O aspecto de um fogão apagado é triste; tem o que quer que seja de um cadáver. A tristeza da manhã e a tristeza da sala aumentavam evidentemente com a presença desse fogão. Por muito tempo apenas o som dos passos do fidalgo despertava os ecos daquelas altas e despidas paredes e tectos elevados.
De repente, porém, ouviu-se rumor à porta da entrada.
D. Luís voltou para ali instintivamente os olhos, sentindo que alguém a abria; e estremeceu, como se de improviso fosse ferido, ao ver surgir detrás do reposteiro a figura de Tomé da Herdade.
O pai de Berta vinha todo molhado, e parecia chegar de longa jornada.

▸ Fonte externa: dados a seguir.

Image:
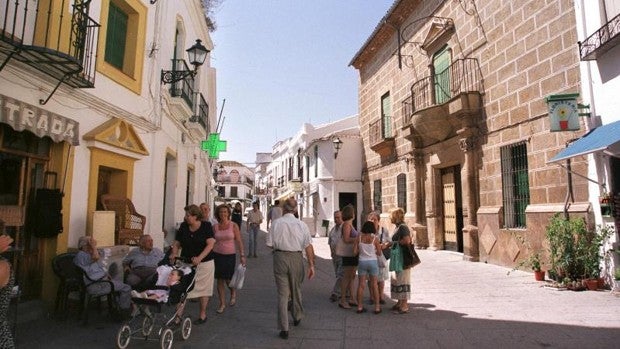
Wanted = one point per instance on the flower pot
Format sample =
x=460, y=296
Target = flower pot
x=539, y=275
x=591, y=284
x=563, y=124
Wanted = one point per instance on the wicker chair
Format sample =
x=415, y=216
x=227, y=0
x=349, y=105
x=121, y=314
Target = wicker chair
x=129, y=223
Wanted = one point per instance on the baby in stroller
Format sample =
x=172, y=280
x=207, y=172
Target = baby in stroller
x=168, y=282
x=166, y=296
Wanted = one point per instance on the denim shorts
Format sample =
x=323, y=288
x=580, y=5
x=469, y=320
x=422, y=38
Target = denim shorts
x=368, y=267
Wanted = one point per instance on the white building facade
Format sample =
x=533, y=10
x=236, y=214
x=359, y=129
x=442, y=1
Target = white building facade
x=306, y=166
x=235, y=182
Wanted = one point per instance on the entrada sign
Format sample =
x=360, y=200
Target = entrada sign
x=23, y=116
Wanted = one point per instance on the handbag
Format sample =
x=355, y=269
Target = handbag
x=387, y=252
x=238, y=277
x=410, y=257
x=381, y=261
x=396, y=261
x=343, y=249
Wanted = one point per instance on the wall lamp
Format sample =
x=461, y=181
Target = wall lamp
x=196, y=54
x=337, y=145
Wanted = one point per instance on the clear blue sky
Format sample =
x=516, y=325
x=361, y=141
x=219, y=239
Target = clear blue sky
x=281, y=63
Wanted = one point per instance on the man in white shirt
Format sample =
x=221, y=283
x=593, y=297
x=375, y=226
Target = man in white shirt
x=274, y=213
x=289, y=237
x=255, y=218
x=335, y=234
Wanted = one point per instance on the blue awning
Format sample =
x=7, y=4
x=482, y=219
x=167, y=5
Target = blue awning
x=600, y=138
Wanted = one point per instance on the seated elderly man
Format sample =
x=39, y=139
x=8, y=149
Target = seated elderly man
x=89, y=260
x=140, y=264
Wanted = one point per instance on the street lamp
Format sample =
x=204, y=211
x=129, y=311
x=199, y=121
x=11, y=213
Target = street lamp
x=337, y=145
x=196, y=54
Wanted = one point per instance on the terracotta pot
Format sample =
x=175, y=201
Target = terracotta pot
x=592, y=284
x=539, y=275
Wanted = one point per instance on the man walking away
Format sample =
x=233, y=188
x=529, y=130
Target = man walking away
x=334, y=236
x=289, y=237
x=274, y=213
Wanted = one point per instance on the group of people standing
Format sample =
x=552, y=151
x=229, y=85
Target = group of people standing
x=366, y=254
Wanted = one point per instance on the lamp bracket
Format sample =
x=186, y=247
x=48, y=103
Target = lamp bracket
x=172, y=76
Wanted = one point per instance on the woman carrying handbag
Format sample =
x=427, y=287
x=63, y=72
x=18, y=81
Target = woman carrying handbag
x=344, y=248
x=401, y=286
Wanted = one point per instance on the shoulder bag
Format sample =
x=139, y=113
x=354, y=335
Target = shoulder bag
x=343, y=249
x=396, y=261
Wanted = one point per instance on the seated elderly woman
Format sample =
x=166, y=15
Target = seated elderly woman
x=89, y=260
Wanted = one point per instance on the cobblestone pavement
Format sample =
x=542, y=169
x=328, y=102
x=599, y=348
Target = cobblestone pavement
x=455, y=304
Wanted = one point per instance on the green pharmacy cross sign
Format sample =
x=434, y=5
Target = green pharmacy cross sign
x=213, y=145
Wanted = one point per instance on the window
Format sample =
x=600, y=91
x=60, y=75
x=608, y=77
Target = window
x=115, y=37
x=377, y=195
x=316, y=161
x=401, y=191
x=441, y=67
x=386, y=116
x=515, y=184
x=122, y=42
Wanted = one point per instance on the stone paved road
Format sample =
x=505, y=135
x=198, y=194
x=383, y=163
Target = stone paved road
x=456, y=304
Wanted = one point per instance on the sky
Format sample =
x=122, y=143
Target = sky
x=282, y=63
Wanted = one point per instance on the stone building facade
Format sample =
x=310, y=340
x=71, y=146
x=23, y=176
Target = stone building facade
x=455, y=124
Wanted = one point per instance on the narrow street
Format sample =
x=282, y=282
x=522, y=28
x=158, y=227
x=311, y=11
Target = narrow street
x=456, y=304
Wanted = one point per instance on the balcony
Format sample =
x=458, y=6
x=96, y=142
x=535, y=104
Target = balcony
x=441, y=104
x=381, y=138
x=601, y=41
x=185, y=87
x=199, y=121
x=47, y=40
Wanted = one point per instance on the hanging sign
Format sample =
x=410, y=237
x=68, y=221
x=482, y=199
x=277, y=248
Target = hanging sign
x=563, y=112
x=23, y=116
x=213, y=145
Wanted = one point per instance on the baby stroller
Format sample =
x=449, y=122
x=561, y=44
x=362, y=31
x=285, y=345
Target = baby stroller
x=159, y=321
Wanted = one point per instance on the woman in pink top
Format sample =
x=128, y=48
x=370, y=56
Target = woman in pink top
x=227, y=235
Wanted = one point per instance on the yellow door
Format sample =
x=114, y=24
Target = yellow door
x=449, y=209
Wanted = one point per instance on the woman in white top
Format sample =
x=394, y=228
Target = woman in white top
x=367, y=248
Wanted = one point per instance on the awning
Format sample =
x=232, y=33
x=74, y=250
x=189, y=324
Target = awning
x=605, y=137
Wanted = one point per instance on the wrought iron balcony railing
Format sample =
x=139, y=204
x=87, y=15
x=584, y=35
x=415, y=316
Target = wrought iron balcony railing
x=378, y=132
x=201, y=112
x=38, y=34
x=601, y=41
x=462, y=76
x=185, y=87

Trazia as faces mais afogueadas do que o costume e os olhos mais brilhantes. Em cada gesto e em cada movimento denunciava uma funda agitação, que lhe não era habitual. Ao avistar D. Luís, não pôde reter uma exclamação, como quem dera com o objecto que ansiosamente procurava.
Vencida a turbação dos primeiros instantes, o senhor da Casa Mourisca fez uma cortesia muito grave ao recém-chegado e dispôs-se para sair da sala.
Tomé da Póvoa não lho permitiu.
- Não, não, tenha paciência, Sr. D. Luís, não se retira assim. Eu vim para lhe falar e não me vou embora sem o fazer.
D. Luís parou e respondeu friamente:
- Os negócios da minha casa tratam-se com o meu procurador. Eu não posso...
- Deixemo-nos disso, fidalgo. Eu nada tenho, nem quero ter com o procurador de V. Ex.ª. Não foi ele quem me ofendeu; não é a ele que devo dirigir-me.
- Ah! então vem aqui pedir-me satisfações?!
- Venho, sim, senhor.
- Tem graça! - observou o fidalgo, com um sorriso cheio de aristocrático sarcasmo.
- Então V. Ex.ª acha que um homem que é insultado não tem o direito de vir perguntar à pessoa que o insultou a razão por que o fez?
- E supõe que eu já alguma vez me ocupei a insultá-lo.